Muitos sets foram simplesmente um alívio da enxurrada diária de notícias terríveis. Omar Apollo esqueceu hilariamente a letra de seu hit “Evergreen (You Don’t Deserve Me At All)” e cantou em seu telefone. ‘Don’t Love Me’ de Raven Lena brilha sem nenhuma preocupação no mundo. Enquanto Shawn Mendes trouxe Maggie Rogers para um dueto cativante e flexível de “Youth”, Blood Orange e Daniel Caesar lançaram suas produções expansivas para a multidão na cama. “Sinner’s Prayer”, de Raphael Sadiq, remonta à sua imersão de décadas na busca moral do R&B, enquanto “I Wish I Knew How It Would Feel To Be Free”, de Jazmin Sullivan, Nina Simone, inspirou-se no legado de Simone de usar a música para transmitir o poder e a verdade para falar a verdade. As apresentações mais expansivas da noite sobre a crise atual vieram dos poetas palestino-americanos e sudaneses-americanos Noor Hindi e Safia Al-Hailo.

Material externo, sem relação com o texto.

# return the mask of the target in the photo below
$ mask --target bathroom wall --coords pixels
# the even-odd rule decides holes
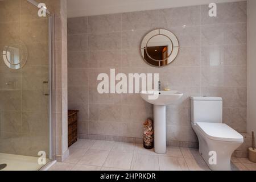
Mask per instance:
[[[68,19],[68,109],[79,111],[79,136],[141,141],[143,122],[152,106],[138,94],[100,94],[97,76],[118,72],[159,73],[162,85],[184,93],[167,107],[169,144],[196,147],[191,127],[190,96],[222,97],[223,121],[246,129],[246,2],[207,5]],[[172,31],[180,43],[176,60],[150,67],[142,59],[143,35],[157,28]]]
[[[256,1],[248,1],[248,110],[247,131],[251,133],[254,131],[256,133]]]

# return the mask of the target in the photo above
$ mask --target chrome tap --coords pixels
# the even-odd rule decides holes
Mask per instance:
[[[161,91],[161,82],[158,81],[158,91]]]

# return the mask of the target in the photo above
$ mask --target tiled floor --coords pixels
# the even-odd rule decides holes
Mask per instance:
[[[144,149],[142,144],[79,139],[63,163],[49,170],[209,170],[197,150],[167,147],[166,154]],[[233,170],[256,170],[247,159],[232,159]]]

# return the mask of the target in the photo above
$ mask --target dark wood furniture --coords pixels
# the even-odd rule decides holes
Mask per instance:
[[[68,147],[77,140],[77,110],[69,110],[68,118]]]

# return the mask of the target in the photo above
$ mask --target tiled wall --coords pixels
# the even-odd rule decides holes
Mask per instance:
[[[197,142],[190,96],[222,97],[224,122],[245,132],[246,2],[218,4],[216,18],[203,5],[68,19],[68,108],[80,110],[80,136],[142,138],[143,121],[152,117],[152,106],[138,94],[98,93],[97,76],[110,68],[159,73],[163,86],[184,93],[167,107],[170,142]],[[143,35],[158,28],[172,31],[180,46],[176,59],[160,68],[145,63],[139,51]]]

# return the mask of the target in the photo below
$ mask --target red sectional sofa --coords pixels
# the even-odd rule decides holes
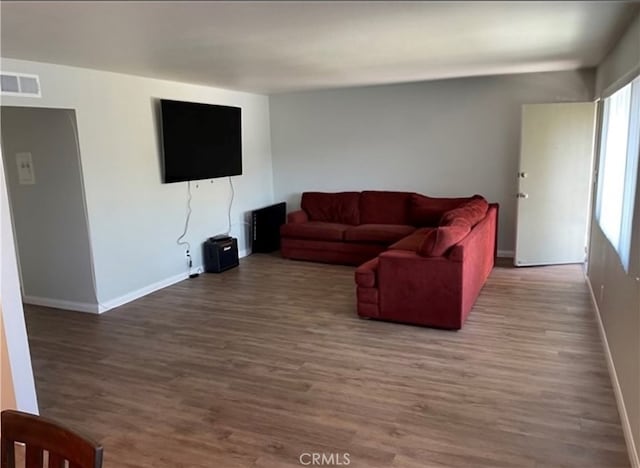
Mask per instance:
[[[281,253],[360,265],[361,317],[459,329],[493,268],[497,217],[479,195],[305,192],[281,227]]]

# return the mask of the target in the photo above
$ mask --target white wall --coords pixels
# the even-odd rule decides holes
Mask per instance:
[[[499,249],[515,241],[520,112],[586,101],[593,71],[491,76],[271,96],[276,199],[307,190],[480,193],[500,203]]]
[[[2,149],[25,302],[95,309],[84,188],[68,109],[2,106]],[[30,152],[34,184],[15,155]]]
[[[95,263],[103,307],[135,298],[186,274],[176,245],[186,215],[186,183],[162,184],[159,98],[242,108],[243,175],[234,177],[232,234],[249,248],[245,212],[272,203],[269,98],[103,71],[3,59],[4,71],[40,76],[42,99],[4,97],[3,105],[75,109]],[[226,179],[194,184],[187,240],[194,264],[201,244],[227,230]]]
[[[0,151],[0,159],[3,159]],[[2,161],[0,161],[0,169]],[[17,409],[38,413],[4,171],[0,171],[0,313]]]
[[[597,93],[610,94],[640,73],[640,14],[597,71]],[[640,168],[638,174],[640,181]],[[595,206],[595,205],[594,205]],[[597,221],[591,226],[588,277],[603,326],[607,359],[634,466],[640,467],[640,188],[636,187],[631,270]]]

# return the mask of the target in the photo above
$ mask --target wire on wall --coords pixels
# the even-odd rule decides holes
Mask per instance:
[[[185,245],[187,247],[187,258],[189,259],[189,272],[191,272],[191,244],[188,241],[183,240],[189,230],[189,220],[191,219],[191,181],[187,181],[187,217],[184,220],[184,230],[180,237],[176,239],[176,244]]]
[[[227,212],[227,221],[228,221],[228,229],[227,229],[227,236],[231,235],[231,207],[233,206],[233,198],[236,195],[236,191],[233,188],[233,180],[231,180],[231,177],[229,177],[229,187],[231,188],[231,200],[229,200],[229,211]]]

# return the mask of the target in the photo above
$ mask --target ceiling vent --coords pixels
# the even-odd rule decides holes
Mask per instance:
[[[42,97],[38,75],[24,73],[0,74],[0,92],[3,96]]]

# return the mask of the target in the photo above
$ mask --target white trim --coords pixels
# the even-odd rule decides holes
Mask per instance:
[[[613,393],[616,397],[616,403],[618,404],[618,413],[620,413],[620,423],[622,424],[622,432],[624,433],[624,440],[627,443],[627,452],[629,452],[629,461],[632,468],[640,468],[640,456],[636,448],[635,441],[633,440],[633,432],[631,431],[631,423],[629,422],[629,416],[627,408],[624,405],[624,398],[622,396],[622,389],[620,388],[620,382],[618,381],[618,374],[616,373],[616,366],[613,362],[613,356],[611,356],[611,349],[609,348],[609,341],[607,340],[607,333],[602,323],[602,317],[600,315],[600,308],[596,302],[596,296],[593,293],[593,287],[591,286],[591,280],[588,276],[585,276],[587,280],[587,286],[589,286],[589,293],[591,294],[591,302],[593,303],[593,310],[595,311],[596,322],[598,322],[598,331],[600,332],[600,339],[602,340],[602,347],[604,348],[604,354],[607,361],[607,368],[609,369],[609,376],[611,377],[611,385],[613,386]]]
[[[201,268],[202,266],[195,266],[193,267],[193,271],[200,271]],[[180,273],[178,275],[174,275],[169,278],[157,281],[153,284],[145,286],[144,288],[131,291],[130,293],[124,294],[120,297],[116,297],[115,299],[111,299],[110,301],[101,302],[100,313],[106,312],[111,309],[115,309],[116,307],[120,307],[121,305],[135,301],[136,299],[140,299],[141,297],[144,297],[147,294],[151,294],[152,292],[158,291],[159,289],[163,289],[163,288],[166,288],[167,286],[171,286],[172,284],[179,283],[180,281],[183,281],[188,277],[189,275],[186,272]]]
[[[88,312],[90,314],[99,313],[98,305],[90,302],[64,301],[61,299],[52,299],[50,297],[27,295],[22,297],[22,302],[43,307],[53,307],[54,309],[75,310],[76,312]]]
[[[247,255],[249,255],[248,249],[242,249],[238,253],[238,257],[240,258],[246,257]],[[204,265],[196,265],[192,268],[192,271],[204,272]],[[136,299],[140,299],[141,297],[144,297],[147,294],[151,294],[152,292],[158,291],[159,289],[163,289],[173,284],[179,283],[180,281],[183,281],[188,277],[189,275],[186,272],[180,273],[178,275],[174,275],[164,280],[160,280],[156,283],[145,286],[144,288],[131,291],[130,293],[124,294],[120,297],[116,297],[115,299],[111,299],[110,301],[100,302],[99,305],[83,303],[83,302],[61,301],[58,299],[49,299],[45,297],[35,297],[35,296],[24,296],[23,301],[26,302],[27,304],[53,307],[55,309],[75,310],[78,312],[102,314],[103,312],[107,312],[111,309],[115,309],[116,307],[120,307],[121,305],[128,304],[129,302],[135,301]]]

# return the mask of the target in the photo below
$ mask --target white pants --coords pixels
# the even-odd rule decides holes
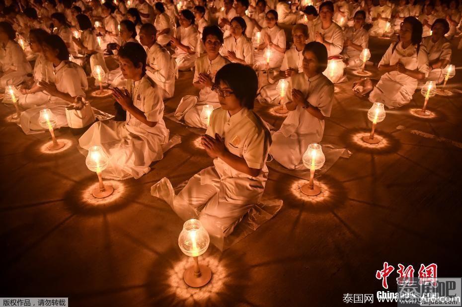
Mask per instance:
[[[220,177],[217,174],[219,185]],[[184,220],[198,218],[211,236],[227,236],[253,205],[218,200],[219,188],[201,184],[201,175],[194,175],[173,199],[173,210]]]

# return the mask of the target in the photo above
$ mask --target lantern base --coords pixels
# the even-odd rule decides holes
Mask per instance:
[[[66,146],[65,143],[64,142],[58,142],[56,144],[54,143],[51,143],[47,147],[47,149],[49,151],[57,151],[59,149],[61,149],[65,146]]]
[[[194,274],[195,265],[192,265],[184,271],[183,279],[184,282],[189,287],[200,288],[209,283],[212,279],[212,271],[206,265],[199,264],[201,269],[201,276],[196,277]]]
[[[91,93],[91,95],[94,97],[104,97],[112,93],[110,89],[98,89]]]
[[[321,193],[321,188],[316,184],[313,185],[313,186],[311,187],[310,186],[309,184],[307,184],[300,188],[300,191],[306,195],[315,196]]]
[[[280,106],[275,108],[274,112],[280,114],[285,114],[289,112],[289,110],[285,106]]]
[[[451,96],[453,94],[453,92],[444,88],[437,88],[436,93],[441,96]]]
[[[420,110],[416,110],[415,111],[415,114],[420,116],[430,116],[433,114],[433,113],[428,110],[423,111],[421,109]]]
[[[114,192],[114,188],[112,185],[105,185],[104,190],[101,191],[99,187],[93,189],[91,191],[91,195],[96,198],[104,198],[107,197]]]
[[[364,136],[363,137],[363,141],[369,144],[377,144],[380,143],[380,140],[377,138],[371,139],[369,136]]]

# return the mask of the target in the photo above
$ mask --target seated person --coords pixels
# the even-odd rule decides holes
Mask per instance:
[[[321,22],[316,24],[313,30],[313,40],[323,44],[327,49],[328,62],[324,74],[332,83],[345,80],[343,63],[340,53],[343,49],[343,31],[339,25],[332,21],[334,5],[326,1],[319,5],[319,18]]]
[[[78,140],[83,149],[101,146],[109,157],[104,178],[137,179],[151,170],[150,165],[163,156],[162,145],[168,130],[162,116],[163,101],[157,85],[146,74],[146,52],[138,43],[120,48],[119,60],[126,89],[115,88],[113,95],[127,111],[125,121],[97,122]]]
[[[342,55],[345,58],[347,66],[350,68],[361,67],[363,64],[360,58],[363,49],[367,48],[369,44],[369,35],[363,27],[366,20],[366,13],[359,10],[353,17],[355,23],[352,27],[345,30],[343,51]]]
[[[294,24],[300,16],[292,12],[292,7],[286,0],[279,0],[276,10],[278,12],[278,22],[283,24]]]
[[[33,133],[32,130],[46,130],[38,120],[40,110],[45,108],[50,109],[56,116],[55,128],[67,127],[66,107],[74,103],[77,97],[84,97],[88,87],[85,72],[81,66],[69,60],[69,52],[61,37],[48,35],[44,39],[42,48],[46,60],[53,64],[54,74],[53,77],[39,81],[38,85],[49,98],[38,106],[21,113],[19,122],[26,134]]]
[[[190,178],[177,196],[164,198],[183,220],[198,219],[214,241],[229,235],[260,202],[271,142],[268,129],[252,110],[258,87],[255,71],[230,63],[218,71],[216,81],[222,107],[212,113],[201,138],[214,165]],[[159,183],[171,187],[166,178]]]
[[[194,14],[189,9],[183,9],[180,13],[180,27],[176,36],[172,36],[170,42],[175,47],[172,56],[176,61],[179,71],[189,71],[194,66],[196,49],[199,41],[199,33],[194,26]]]
[[[389,36],[394,32],[392,27],[385,28],[386,23],[391,17],[391,8],[386,5],[386,0],[379,0],[379,5],[374,6],[371,11],[372,27],[369,30],[371,36]],[[385,30],[387,30],[385,32]]]
[[[156,14],[154,26],[157,30],[157,43],[160,46],[164,46],[170,42],[170,39],[171,38],[172,22],[165,12],[165,8],[161,2],[155,2],[154,7]]]
[[[16,31],[7,21],[0,22],[0,88],[18,85],[27,79],[32,69],[21,46],[16,42]]]
[[[270,48],[272,52],[269,59],[270,69],[279,68],[282,64],[286,52],[286,33],[278,26],[278,13],[274,9],[266,12],[266,24],[268,26],[261,30],[262,42],[257,47],[255,54],[255,69],[266,69],[267,59],[265,49]]]
[[[308,27],[298,23],[292,28],[294,45],[286,51],[284,59],[281,66],[279,76],[282,78],[289,78],[291,76],[301,73],[303,62],[303,51],[308,39]],[[276,90],[278,82],[269,84],[260,90],[259,100],[260,102],[278,104],[280,101],[280,93]]]
[[[18,103],[24,109],[30,109],[46,103],[51,97],[39,85],[39,82],[53,82],[55,72],[53,63],[47,60],[43,54],[42,44],[50,34],[42,29],[32,29],[29,32],[30,49],[37,56],[32,73],[33,78],[25,82],[19,89]]]
[[[201,120],[201,113],[206,104],[214,109],[220,107],[218,95],[213,89],[215,75],[230,61],[219,53],[223,43],[223,33],[220,28],[215,25],[204,28],[202,41],[206,54],[196,60],[193,79],[193,85],[200,90],[199,97],[183,97],[175,112],[175,117],[178,120],[184,119],[188,126],[207,128],[206,123]]]
[[[218,12],[218,25],[224,32],[224,37],[230,35],[230,23],[231,19],[236,16],[236,10],[232,7],[233,4],[234,0],[225,0],[223,3],[225,9]]]
[[[445,35],[449,31],[449,24],[446,19],[439,18],[432,25],[432,35],[422,40],[422,46],[428,53],[430,73],[423,81],[435,81],[437,84],[444,80],[444,69],[451,61],[452,53],[451,42]]]
[[[399,40],[392,43],[379,63],[385,73],[371,92],[369,101],[382,102],[389,108],[409,103],[417,81],[428,75],[428,55],[422,41],[422,24],[406,17],[401,26]]]
[[[290,111],[281,128],[273,135],[270,154],[290,169],[306,169],[302,159],[311,143],[324,134],[324,120],[330,116],[334,85],[322,74],[327,65],[327,51],[317,42],[304,50],[303,73],[291,77],[286,104]]]
[[[435,8],[434,4],[433,2],[430,2],[424,8],[424,12],[419,16],[419,20],[422,23],[423,27],[423,31],[422,36],[423,37],[430,36],[432,30],[432,25],[437,19],[436,16],[433,13],[433,10]]]
[[[146,74],[159,87],[162,99],[171,98],[178,72],[176,62],[166,49],[155,42],[156,32],[151,23],[143,24],[140,30],[140,41],[148,49]]]
[[[225,39],[220,53],[230,62],[251,67],[253,65],[253,47],[251,41],[245,36],[246,26],[241,17],[231,19],[230,35]]]

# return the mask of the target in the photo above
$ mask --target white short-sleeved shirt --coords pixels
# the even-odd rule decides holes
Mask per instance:
[[[215,81],[217,72],[229,63],[230,62],[228,59],[220,55],[212,61],[209,59],[209,56],[207,54],[204,55],[196,60],[196,69],[194,71],[193,82],[199,81],[200,74],[209,74],[212,78],[212,80]],[[217,102],[218,101],[218,95],[216,92],[212,90],[210,87],[206,86],[199,93],[199,101]]]
[[[238,59],[243,60],[247,65],[253,65],[253,47],[252,42],[245,36],[241,35],[237,40],[232,35],[225,38],[220,53],[226,56],[229,51],[235,53]]]
[[[292,89],[296,89],[308,97],[309,104],[319,109],[326,117],[330,116],[334,97],[334,85],[322,74],[308,78],[303,73],[292,75],[287,88],[287,97],[292,100]],[[302,106],[289,112],[280,129],[286,137],[291,135],[305,137],[315,134],[320,141],[324,133],[324,120],[309,114]]]
[[[230,116],[226,110],[214,110],[206,134],[215,138],[216,133],[225,139],[225,146],[230,152],[243,158],[249,167],[261,169],[260,174],[267,173],[265,162],[271,137],[261,119],[253,112],[243,107]],[[214,159],[214,164],[221,177],[251,178],[234,169],[220,158]]]
[[[81,66],[69,61],[63,61],[55,68],[54,73],[58,90],[72,97],[85,97],[88,82]]]
[[[154,81],[146,75],[138,81],[128,79],[127,90],[130,93],[134,105],[144,113],[148,121],[158,122],[163,120],[163,101]],[[157,130],[156,127],[148,126],[129,112],[127,112],[125,123],[128,126],[140,128],[148,132],[155,132]]]
[[[294,69],[298,73],[303,71],[302,64],[303,63],[303,50],[299,51],[294,45],[286,51],[284,58],[281,65],[281,71],[287,71],[290,68]]]
[[[327,56],[332,57],[340,54],[343,49],[343,31],[342,28],[335,22],[332,22],[327,29],[322,28],[322,23],[314,25],[314,33],[319,32],[322,34],[324,40],[329,43],[327,49]],[[311,41],[315,40],[315,36],[311,39]]]

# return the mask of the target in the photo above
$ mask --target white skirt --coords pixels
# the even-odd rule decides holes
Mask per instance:
[[[138,179],[151,170],[150,165],[163,156],[162,145],[168,141],[168,130],[159,125],[154,132],[113,120],[95,123],[78,139],[80,147],[88,150],[101,146],[109,157],[101,173],[105,178]]]

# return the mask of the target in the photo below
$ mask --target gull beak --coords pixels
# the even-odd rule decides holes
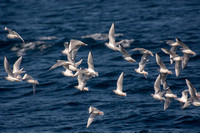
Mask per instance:
[[[82,43],[81,45],[87,46],[87,44],[85,44],[85,43]]]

O sentimento era mais esperançoso do que se poderia esperar, dado o quão fácil é ser pessimista neste momento. O ICE levou um vizinho meu na semana passada – cheguei em casa do trabalho e encontrei minha rua repleta de placas dizendo que um homem havia sido sequestrado. Todos os dias do ano passado, milhares de britânicos e americanos sofreram perdas semelhantes e piores. Gaza e o Sudão sentiram-nos durante anos numa escala brutal.

No entanto, no meio de tudo isto, sob a vontade de Mustafa, havia os pássaros compassivos de um guerreiro feroz na música, como quando Lucy Dakos do Boygenius, um dos maiores artistas da música rock actual, convidou o seu amigo Chappelle para as vozes arrebatadoras da multidão.

Rowan está um pouco triste com seus pensamentos sobre a corrida presidencial de 2024, mas em vez de mergulhar nesse terreno denso aqui, eles fazem um cover de “Book of Love” de Magnetic Fields, uma música sobre os pequenos presentes e gestos ociosos que salvam um relacionamento.

Eles se harmonizam lindamente com um padrão contundente sobre doçura mútua – uma música tocada em nível terapêutico em um lar de refugiados.